Overall, our study shows that these four ARGs have great potential as biomarkers and therapeutic targets in carotid atherosclerosis. In addition, the crucial genes CTSB, ITGB1, CXCR4 and TNFSF10 may provide new possibilities for further identifying the susceptibility of advanced carotid atherosclerosis and finding useful therapeutic targets.
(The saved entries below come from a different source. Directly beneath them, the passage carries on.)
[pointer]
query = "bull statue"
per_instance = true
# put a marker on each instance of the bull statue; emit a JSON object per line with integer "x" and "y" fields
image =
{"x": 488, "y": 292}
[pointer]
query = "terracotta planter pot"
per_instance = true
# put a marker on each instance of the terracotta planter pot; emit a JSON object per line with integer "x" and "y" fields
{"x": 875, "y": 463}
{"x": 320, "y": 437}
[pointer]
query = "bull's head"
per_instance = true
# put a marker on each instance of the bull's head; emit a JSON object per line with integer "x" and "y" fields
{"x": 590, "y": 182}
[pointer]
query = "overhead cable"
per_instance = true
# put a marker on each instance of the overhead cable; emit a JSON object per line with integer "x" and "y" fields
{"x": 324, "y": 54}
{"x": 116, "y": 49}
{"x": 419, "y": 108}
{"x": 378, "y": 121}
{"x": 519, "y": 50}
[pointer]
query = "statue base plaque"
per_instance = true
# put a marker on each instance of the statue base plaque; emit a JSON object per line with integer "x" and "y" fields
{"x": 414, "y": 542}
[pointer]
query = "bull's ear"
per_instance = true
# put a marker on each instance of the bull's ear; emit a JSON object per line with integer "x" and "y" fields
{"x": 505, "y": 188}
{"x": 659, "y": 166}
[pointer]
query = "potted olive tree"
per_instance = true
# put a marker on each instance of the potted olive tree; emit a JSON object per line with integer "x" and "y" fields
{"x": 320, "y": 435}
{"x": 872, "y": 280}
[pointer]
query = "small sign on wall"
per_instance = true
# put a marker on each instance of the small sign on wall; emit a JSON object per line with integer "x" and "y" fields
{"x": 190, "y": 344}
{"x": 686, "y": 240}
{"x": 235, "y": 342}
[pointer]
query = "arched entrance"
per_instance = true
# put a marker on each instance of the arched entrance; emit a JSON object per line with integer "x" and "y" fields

These results expand our understanding of advanced carotid atherosclerosis and ARGs, which could help to distinguish advanced carotid atherosclerosis from carotid atherosclerosis progression from the perspective of genetics and improve accurate diagnosis and therapies of advanced carotid atherosclerosis.

Data Sharing Statement

The data used to support the findings of this study are publicly available in the Figshare repository (https://figshare.com/s/a8826786938d3cb4e879, DOI:10.6084/m9.figshare.16830670).

Acknowledgments

The study was approved by the Ethics Committee of Shengjing Hospital (2021PS862K), with the exemption of further consent from participants. This study was not funded. He Zhang conceived and supervised the study and designed experiments; Yuanyuan Zhang, Jiake Wu and Na Sun performed experiments and analyzed data; Yuanyuan Zhang wrote the manuscript and made manuscript revisions.

Disclosure

The authors declare that they have no conflicts of interest.